Bergeser di tahun 1980-an mayoritas perempuan pemakai jilbab berasal dari usia dewasa atas, kelas tradisionalis pedesaan atau pedangang muslim. Sedangkan di kampus, kantor pemerintahan, dan perusahan, lebih umum dijumpai blus lengan pendek dan pakaian gaya Barat. Perkembangan islam pada masa ini masih mendapat hambatan dari kepentingan politik Orde Baru yang menekan segala ekspresi kesalehan islam di depan publik. Juga kuatnya spiritualitas masyarakat Jawa antara tradisi jawa dan islam normatif sehingga masih menyisakan kepercayaan terhadap klenik, mistik dan nilai-nilai Kejawen lainnya.
Penyebaran jilbab mulai pesat di kalangan mahasiswa dan pelajar di kota-kota besar seperti Bandung, Surabaya dan Yogyakarta pada tahun 1990-an. Bersamaan dengan puncaknya kebangkitan islam. Namun, pelarangan penggunaan jilbab masih berlaku di kantor pemerintahan dan sekolah negeri yang berbasis non-agama sampai tahun 1991. Setelah pembatasan penggunaan jilbab dihapus, problem baru yang muncul yaitu paksaan bagi siswi untuk berjilbab sebagai bentuk protes terhadap pemerintah. Paksaan penggunaan jilbab dihapus saat mundurnya presiden Soeharto pada Mei 1998. Dalam tulisan Nancy, terdapat peningkatan mahasiswi berjilbab yaitu mencapai 60 persen di tahun 1999 sampai 2002. Jilbab mulai menyebar luas di kalangan mahasiswi yang memiliki posisi terbaik dari manfaat pendidikan dan ekonomi.

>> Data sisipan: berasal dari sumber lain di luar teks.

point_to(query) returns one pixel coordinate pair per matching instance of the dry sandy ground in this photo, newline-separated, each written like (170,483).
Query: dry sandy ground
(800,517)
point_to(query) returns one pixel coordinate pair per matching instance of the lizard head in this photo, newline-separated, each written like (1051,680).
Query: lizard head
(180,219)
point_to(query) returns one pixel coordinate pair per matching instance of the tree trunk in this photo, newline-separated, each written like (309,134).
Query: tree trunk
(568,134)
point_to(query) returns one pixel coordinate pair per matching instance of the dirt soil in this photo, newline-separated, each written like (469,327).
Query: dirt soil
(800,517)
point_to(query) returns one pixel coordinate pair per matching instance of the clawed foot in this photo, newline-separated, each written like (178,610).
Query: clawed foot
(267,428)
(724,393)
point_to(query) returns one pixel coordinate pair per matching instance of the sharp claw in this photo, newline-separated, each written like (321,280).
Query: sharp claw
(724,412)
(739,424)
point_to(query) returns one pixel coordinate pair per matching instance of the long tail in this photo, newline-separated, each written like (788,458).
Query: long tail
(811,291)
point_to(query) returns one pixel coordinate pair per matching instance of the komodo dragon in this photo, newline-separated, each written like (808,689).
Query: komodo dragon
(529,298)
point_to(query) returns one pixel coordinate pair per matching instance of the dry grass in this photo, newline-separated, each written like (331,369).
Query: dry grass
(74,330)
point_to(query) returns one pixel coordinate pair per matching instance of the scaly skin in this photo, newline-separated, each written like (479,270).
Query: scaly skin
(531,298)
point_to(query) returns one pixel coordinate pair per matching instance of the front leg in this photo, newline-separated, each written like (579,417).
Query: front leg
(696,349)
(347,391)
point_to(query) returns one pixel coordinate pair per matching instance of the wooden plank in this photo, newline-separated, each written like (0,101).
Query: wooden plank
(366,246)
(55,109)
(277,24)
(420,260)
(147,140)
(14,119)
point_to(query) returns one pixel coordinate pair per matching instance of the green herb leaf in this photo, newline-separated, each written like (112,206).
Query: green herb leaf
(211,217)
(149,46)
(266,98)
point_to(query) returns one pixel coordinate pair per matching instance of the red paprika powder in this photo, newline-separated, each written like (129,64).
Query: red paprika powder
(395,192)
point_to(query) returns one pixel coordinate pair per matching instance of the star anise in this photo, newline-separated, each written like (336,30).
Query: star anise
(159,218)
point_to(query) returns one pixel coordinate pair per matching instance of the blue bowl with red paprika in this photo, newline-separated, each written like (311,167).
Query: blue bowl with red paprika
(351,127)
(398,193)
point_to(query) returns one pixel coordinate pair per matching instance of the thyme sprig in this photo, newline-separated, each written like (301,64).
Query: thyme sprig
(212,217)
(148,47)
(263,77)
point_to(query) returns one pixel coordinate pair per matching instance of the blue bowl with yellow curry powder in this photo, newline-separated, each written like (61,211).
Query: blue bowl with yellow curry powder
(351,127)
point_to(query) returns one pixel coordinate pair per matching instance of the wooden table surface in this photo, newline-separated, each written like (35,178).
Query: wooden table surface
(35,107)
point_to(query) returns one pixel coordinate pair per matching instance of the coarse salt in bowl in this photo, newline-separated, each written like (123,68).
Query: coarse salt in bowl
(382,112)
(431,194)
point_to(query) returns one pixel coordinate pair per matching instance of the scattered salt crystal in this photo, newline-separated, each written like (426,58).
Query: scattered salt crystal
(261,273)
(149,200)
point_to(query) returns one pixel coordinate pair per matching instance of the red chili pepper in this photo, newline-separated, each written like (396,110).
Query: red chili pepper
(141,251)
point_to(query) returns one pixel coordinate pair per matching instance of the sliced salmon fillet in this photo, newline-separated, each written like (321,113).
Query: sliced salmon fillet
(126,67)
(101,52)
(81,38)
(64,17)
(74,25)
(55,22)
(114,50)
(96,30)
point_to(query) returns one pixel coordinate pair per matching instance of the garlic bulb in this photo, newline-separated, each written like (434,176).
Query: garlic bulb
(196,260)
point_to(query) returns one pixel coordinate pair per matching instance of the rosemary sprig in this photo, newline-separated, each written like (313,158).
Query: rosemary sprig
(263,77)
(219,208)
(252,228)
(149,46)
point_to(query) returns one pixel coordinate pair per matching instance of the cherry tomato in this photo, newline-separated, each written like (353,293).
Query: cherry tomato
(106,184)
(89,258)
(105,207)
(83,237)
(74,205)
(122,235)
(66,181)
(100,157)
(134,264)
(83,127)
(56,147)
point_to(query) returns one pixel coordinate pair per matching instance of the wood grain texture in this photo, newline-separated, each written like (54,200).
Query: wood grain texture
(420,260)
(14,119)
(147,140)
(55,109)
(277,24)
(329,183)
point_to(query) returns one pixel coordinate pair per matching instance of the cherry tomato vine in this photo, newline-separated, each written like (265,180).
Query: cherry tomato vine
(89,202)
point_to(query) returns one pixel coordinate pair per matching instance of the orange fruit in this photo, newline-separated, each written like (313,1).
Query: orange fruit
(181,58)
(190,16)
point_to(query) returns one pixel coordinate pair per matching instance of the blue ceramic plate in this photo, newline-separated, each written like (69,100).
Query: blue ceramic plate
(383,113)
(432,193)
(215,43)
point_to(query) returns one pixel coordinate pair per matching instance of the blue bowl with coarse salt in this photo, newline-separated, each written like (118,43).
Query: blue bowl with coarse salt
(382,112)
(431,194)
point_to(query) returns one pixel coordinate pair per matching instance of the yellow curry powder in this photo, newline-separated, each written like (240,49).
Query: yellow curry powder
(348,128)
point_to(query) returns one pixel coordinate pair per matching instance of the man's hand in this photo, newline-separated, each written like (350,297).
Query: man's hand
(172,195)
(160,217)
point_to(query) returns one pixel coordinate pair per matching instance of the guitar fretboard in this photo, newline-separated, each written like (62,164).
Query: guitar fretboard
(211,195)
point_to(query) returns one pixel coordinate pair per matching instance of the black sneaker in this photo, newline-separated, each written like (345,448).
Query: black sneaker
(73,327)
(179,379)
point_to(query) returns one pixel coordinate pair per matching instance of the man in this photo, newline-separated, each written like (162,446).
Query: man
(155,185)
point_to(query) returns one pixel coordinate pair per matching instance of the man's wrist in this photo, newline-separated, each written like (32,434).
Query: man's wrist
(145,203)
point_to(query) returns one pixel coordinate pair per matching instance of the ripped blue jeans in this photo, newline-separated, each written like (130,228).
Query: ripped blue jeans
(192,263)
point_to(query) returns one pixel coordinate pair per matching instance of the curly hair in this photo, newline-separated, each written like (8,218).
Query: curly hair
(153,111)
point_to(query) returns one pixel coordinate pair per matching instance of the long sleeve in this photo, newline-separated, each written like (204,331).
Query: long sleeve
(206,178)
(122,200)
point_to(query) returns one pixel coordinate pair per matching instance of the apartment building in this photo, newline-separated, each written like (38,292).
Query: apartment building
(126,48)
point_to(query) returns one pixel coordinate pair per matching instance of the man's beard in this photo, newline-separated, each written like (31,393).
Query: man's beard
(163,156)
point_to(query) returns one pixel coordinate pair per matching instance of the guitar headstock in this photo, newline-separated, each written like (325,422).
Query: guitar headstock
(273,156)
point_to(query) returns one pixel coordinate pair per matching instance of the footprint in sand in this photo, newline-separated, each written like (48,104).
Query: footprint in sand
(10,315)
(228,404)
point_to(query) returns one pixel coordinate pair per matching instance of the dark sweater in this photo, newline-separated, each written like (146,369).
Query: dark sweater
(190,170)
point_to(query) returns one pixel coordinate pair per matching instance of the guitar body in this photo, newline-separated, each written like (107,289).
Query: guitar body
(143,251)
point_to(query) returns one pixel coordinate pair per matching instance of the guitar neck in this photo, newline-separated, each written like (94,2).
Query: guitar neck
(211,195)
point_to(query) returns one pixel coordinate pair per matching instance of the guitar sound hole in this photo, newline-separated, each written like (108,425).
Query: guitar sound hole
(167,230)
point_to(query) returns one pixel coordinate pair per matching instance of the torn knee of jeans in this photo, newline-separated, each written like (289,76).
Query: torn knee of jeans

Model Gender dan Kelas di Jawa
Pendidikan tidak memberikan manfaat kepada kehidupan publik dan keluarga perempuan di tahun 1970-an. Generasi ini diteliti oleh Valerie Hull pada risetnya yang berjudul Women in Java’s Rural Middle Class: Progress or Regress? Hull menyatakan bahwa pendidikan justru berdampak pada pola neo-priyayi yang bergerak dalam hal domestikasi perempuan serta membatasi partisipasi publik. Meskipun mereka diberi akses terhadap pendidikan formal dan pekerjaan di luar keluarga, perempuan di kelas menengah yang baru cenderung lebih fokus pada pekerjaan rumah tangga.
Kondisi di atas dilatarbelakangi oleh masih suburnya nilai-nilai aristokrat Jawa. Kaum elit priyayi Jawa membatasi gerak perempuan untuk tetap menjaga status mereka dari hiruk pikuk dunia publik yang dapat merendahkan status keluarga. Terlebih masa kekuasaan rezim Orde Baru yang lebih mendukung kelompok “Javanis” dan sekuler nasionalis dibandingkan islam. Sedangkan islam masih berada di fase awal kebangkitannya.
Baru pada tahun 1990-an perempuan muda Jawa memperoleh manfaat pendidikan sebaik-baiknya. Partisipasi perempuan dalam pendidikan hampir universal. Persentase yang menyelesaikan pendidikan SMA mencapai 30 persen. Sedangkan baca tulis sudah menyentuh 90 persen. Pada tahun 1990 kesenjangan perempuan dan laki-laki dalam dunia pendidikan menyusut menjadi 29 persen yang sebelumnya adalah 48 persen. Selain itu, generasi ini juga mendapat pendidikan agama wajib di sekolah selama dua hingga tiga jam setiap minggu.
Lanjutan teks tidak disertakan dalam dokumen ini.